I've started with Nicholas Lee, "Fundamentals of educational academic drawing", it's in Russian only(
It was a pain.
Yep, it's a cube drawn from life. My first one.
Oh, wait a minute, 6+ months of everyday drawing and I can't draw even a cube? Okay, let's the battle begin.
The one thing that really helped me A LOT is this channel: Обучение рисунку. Введение It's in Russian too, but just watching it will be a great help, I'm 100% certain with that.
3 months later I was able to draw something like this:
and +2 months:
and +2 months
and up to this boot I’ve drawn last month
It's all based on this "classical academic approach".
Of course, I've read other books. Ernest Norling, "Perspective Made Easy" - is a best one on perspective, "must read", I've read it during first year of drawing. Giovanni Civardi, "Drawing Portraits: Faces and Figures" - not bad, not good, at least did't help me a lot.
Besides these books I've mentioned above I've also read entire Internet, lol (first months I've spent hours a day reading all I could find) and briefly viewed dozens of books (my personal library contains hundreds of books - thank you, The Pirate Bay!)
Figure drawing. The best two "must read" authors - Michael Hampton ("Figure Drawing: Design and Invention" book) and Glenn Vilppu ("The drawing manual", book + videos, just a book didn't help me a lot, but video is just a best that could possibly exist). All I could say, "practice makes perfect".
My first attempts with Hampton:
and then a year or so later:
Started with Vilppu:
and a year later:
And now I'm still reading Hampton and Vilppu and practice it every month, and will for at least next year.
And animu is just something different, to draw from imagination and try cartoonish style. All these still lifes/figure drawing/anime - are all the same, I mean same drawing fundamentals. But yet very different.
In the late December it'll be 3 years as I draw everyday, and still I can't draw. But I believe that extra 2 years will do the trick. I guess, it'll be a pretty average result - maintaining at least a some mediocre drawing skill in a 5 years (based on others' improvements I've googled).
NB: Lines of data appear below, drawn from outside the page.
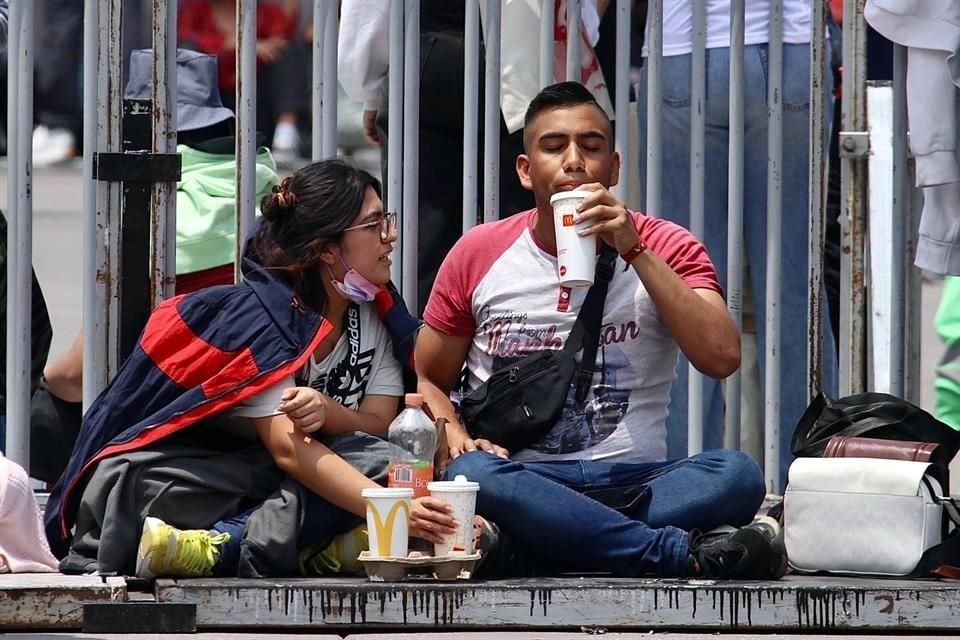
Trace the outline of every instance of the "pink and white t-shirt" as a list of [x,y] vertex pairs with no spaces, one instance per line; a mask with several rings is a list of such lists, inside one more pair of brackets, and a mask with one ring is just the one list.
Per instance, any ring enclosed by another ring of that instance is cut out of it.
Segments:
[[[640,237],[694,289],[721,292],[707,252],[686,229],[633,213]],[[562,349],[588,288],[557,283],[557,258],[534,235],[536,210],[480,225],[447,255],[424,320],[471,336],[467,391],[541,349]],[[569,390],[563,417],[521,461],[641,462],[666,457],[667,402],[679,349],[636,272],[621,260],[607,291],[597,373],[583,403]],[[579,356],[579,354],[578,354]]]

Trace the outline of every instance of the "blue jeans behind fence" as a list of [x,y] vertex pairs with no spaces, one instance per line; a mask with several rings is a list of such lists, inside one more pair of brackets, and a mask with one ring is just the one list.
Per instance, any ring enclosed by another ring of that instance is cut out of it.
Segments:
[[[527,552],[557,569],[621,576],[686,575],[687,532],[746,524],[764,496],[760,468],[736,451],[630,464],[521,463],[474,451],[454,460],[444,479],[459,474],[480,483],[477,513]],[[643,492],[629,515],[583,495],[635,486]]]
[[[691,55],[663,59],[663,185],[662,216],[690,226],[690,61]],[[729,61],[726,48],[707,51],[706,184],[704,244],[717,267],[720,282],[727,280],[727,168],[729,123]],[[761,388],[765,369],[766,330],[766,200],[767,200],[767,63],[765,44],[746,47],[744,55],[744,252],[749,266],[756,310],[757,348]],[[830,96],[829,69],[824,91]],[[783,46],[783,243],[781,262],[780,344],[780,489],[792,459],[790,438],[809,403],[807,396],[807,332],[809,235],[809,118],[810,47]],[[646,193],[646,67],[640,81],[640,181]],[[829,128],[832,100],[826,101],[824,120]],[[828,132],[829,136],[829,132]],[[828,325],[827,325],[828,326]],[[836,393],[837,364],[829,334],[823,349],[824,390]],[[667,418],[667,455],[687,452],[687,360],[680,358]],[[720,383],[704,381],[704,448],[723,444],[723,395]]]

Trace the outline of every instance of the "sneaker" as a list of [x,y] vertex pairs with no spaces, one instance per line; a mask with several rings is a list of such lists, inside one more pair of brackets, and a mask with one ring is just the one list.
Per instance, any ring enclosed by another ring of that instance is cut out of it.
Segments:
[[733,532],[691,533],[690,573],[705,578],[780,578],[787,559],[776,547],[779,536],[780,525],[766,517]]
[[77,141],[67,129],[51,129],[44,125],[33,131],[33,164],[49,167],[77,155]]
[[309,565],[313,572],[321,575],[361,574],[363,563],[360,562],[360,552],[369,548],[367,525],[360,524],[335,536],[323,551],[310,559]]
[[180,530],[159,518],[143,521],[137,550],[137,577],[203,578],[213,575],[220,559],[220,545],[229,533],[204,529]]

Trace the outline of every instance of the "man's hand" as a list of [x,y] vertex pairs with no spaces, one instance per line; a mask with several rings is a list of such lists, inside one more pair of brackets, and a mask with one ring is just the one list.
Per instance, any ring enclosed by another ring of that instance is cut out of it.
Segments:
[[283,390],[277,407],[291,422],[306,433],[320,429],[327,421],[329,398],[312,387],[290,387]]
[[498,444],[493,444],[484,438],[460,438],[450,441],[450,459],[455,460],[468,451],[486,451],[503,459],[510,457],[510,452]]
[[580,232],[581,236],[600,236],[600,239],[624,254],[633,249],[640,241],[640,234],[634,225],[633,217],[627,207],[613,197],[599,182],[585,184],[578,189],[592,192],[580,204],[579,214],[573,222],[588,222],[592,226]]
[[286,40],[277,37],[257,40],[257,60],[264,64],[273,64],[286,51],[287,44]]
[[380,134],[377,133],[377,110],[363,112],[363,137],[371,147],[380,148]]
[[410,535],[434,543],[457,532],[460,523],[453,517],[453,508],[433,496],[416,498],[410,507]]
Here I post all my drawings, month by month http://allmydrawings.com/ just to track my improvement. Not good ones, but literally all of them - I guess it’s rather important to accept the fact that not every drawing will be good, on the contrary, 99% will be bad. It’s just a part of a process. Right now I don’t care if my next drawing will be good or bad, it’s not important. The only thing that matters is that I draw, learn, practice. Every single day.